Muito próximo já do Advento, recordamos que os seus primeiros dias estão sempre ligados a uma solenidade eclesial da maior importância, a Imaculada Conceição. Jesus Cristo, ao surgir na terra, foi ignorado pela humanidade: não só não se apercebeu da sua chegada, como Lhe reservou um lugar de nascimento impróprio para a sua dignidade. Mais! Impróprio para a dignidade de um novo ser com a nossa natureza ao vir ao mundo: um estábulo, um curral de gado.
Mas se foi maltratado na sua chegada, acabou os seus dias também do modo mais indesejável para uma pessoa do seu tempo: uma cruz, da qual estavam isentos os romanos, por se considerar um tal tipo de morte inaceitável para a dignidade de quem pertencia a Roma como cidadão. Lembremos, a propósito, que S. Pedro, judeu, foi crucificado, mas S. Paulo, decepado por possuir a cidadania romana.
Ou seja, Cristo recebeu o desprezo do homem quando iniciou, junto de nós, a sua passagem terrena e quando, no seu final, ofereceu a vida no sacrifício humilhante do Calvário. Dizendo doutra maneira: no princípio foi mal recebido e, no final, conheceu uma péssima despedida. Não podia ser pior: um estábulo e uma cruz, eis o que nós Lhe oferecemos.

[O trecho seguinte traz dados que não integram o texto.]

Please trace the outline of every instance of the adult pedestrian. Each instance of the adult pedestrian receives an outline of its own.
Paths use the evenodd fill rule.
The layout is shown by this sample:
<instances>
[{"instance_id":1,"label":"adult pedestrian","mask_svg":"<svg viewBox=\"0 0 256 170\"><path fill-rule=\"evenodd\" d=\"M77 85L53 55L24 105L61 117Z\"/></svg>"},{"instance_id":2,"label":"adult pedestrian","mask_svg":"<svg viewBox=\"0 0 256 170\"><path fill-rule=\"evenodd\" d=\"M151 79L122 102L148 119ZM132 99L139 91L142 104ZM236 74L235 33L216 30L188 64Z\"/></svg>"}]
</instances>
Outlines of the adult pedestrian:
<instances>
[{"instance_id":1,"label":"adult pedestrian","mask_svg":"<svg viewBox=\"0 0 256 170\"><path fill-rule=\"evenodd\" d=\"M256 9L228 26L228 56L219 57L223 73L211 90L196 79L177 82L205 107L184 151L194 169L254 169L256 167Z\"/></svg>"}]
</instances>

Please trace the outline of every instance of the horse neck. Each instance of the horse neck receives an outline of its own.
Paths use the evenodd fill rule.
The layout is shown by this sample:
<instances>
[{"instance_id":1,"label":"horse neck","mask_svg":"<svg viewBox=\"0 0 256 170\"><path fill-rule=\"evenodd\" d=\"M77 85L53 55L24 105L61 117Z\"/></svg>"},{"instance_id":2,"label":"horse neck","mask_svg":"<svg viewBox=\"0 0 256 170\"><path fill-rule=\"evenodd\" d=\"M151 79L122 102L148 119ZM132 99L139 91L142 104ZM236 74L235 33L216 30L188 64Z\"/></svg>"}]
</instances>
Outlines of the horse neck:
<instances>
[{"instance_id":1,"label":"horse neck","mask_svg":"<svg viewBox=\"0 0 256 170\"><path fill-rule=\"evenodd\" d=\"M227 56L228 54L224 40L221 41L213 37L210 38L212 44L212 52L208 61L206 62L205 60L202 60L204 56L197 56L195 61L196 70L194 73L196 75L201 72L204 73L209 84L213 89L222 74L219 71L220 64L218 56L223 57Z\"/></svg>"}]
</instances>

Tudo isto nos faz entender melhor as razões da sua benevolência para connosco, quando aumenta substancialmente a frequência do perdão que devemos exercer, sempre que ofendidos ou denegridos por alguém. “Não – diz a S. Pedro – até sete vezes, mas até setenta vezes sete”(Mt 18, 21-22). Esta bitola tão alta, enche-nos de confiança na sua boa vontade para nos salvar e revela da sua parte um rigoroso conhecimento da qualidade comportamental do homem. Se o seu perdão fosse mais escasso, quem poderia salvar-se?
Se Cristo – Deus feito homem – apresenta esta tolerância tão forte em relação à nossa conduta (fruto do seu sentido de responsabilidade e do amor sublime que nos tem), ao encarnar, manifesta-nos com clareza que entre Ele e o pecado não existe qualquer relação nem proximidade. Não é que Ele não tenha perfeita consciência de que somos pecadores. Por isso, sempre nos releva as faltas, desde que o arrependimento sincero nos leve a pedir perdão com respeito e sinceridade humilde.
No entanto, quem O traz ao mundo, na sua qualidade de Mãe, é Nossa Senhora, que nasceu, por obra e graça da Santíssima Trindade, isenta de qualquer tipo de pecado. Por isso, é chamada Imaculada.
Ou seja, Cristo acarreta sobre os seus ombros, como costuma dizer-se, com todas as consequências que o pecado humano nos trouxe. Contudo, nunca se deixa tocar por ele. O seu combate, vitorioso e humilde, não se compadece com qualquer ligação, da sua parte, com esse mal moral, que a todos nos toca, e nos leva, tantas vezes, com voluntariedade, a não fazer o que devemos ou a fazer o que não devemos. Isso é o pecado. E se a sua Mãe – que é Mãe de Deus –, e O trouxe ao mundo, fosse contaminada por esse mal, a actuação de Cristo não afrontaria os sofrimentos e as humilhações que sofreu, com o mesmo grau de liberdade, que era perfeita e, por isso, mais valiosa, determinada e voluntária. E ao mesmo tempo, mais dolorosa por ser sempre consequência da conduta alheia, de todo o homem insubmisso e orgulhoso, mas não de qualquer acção sua, moralmente menos perfeita. Maria Santíssima, ajuda-nos assim, com o seu nascimento isento de qualquer falta, a entender melhor o sacrifício redentor do seu Filho. A sua origem maternal não conheceu nem O poluiu com qualquer tipo de imperfeição moral, como o exigia a condição divina de Jesus. Por isso, tudo o que Ele fez em prol da nossa salvação, teve um valor incomensurável e eficaz.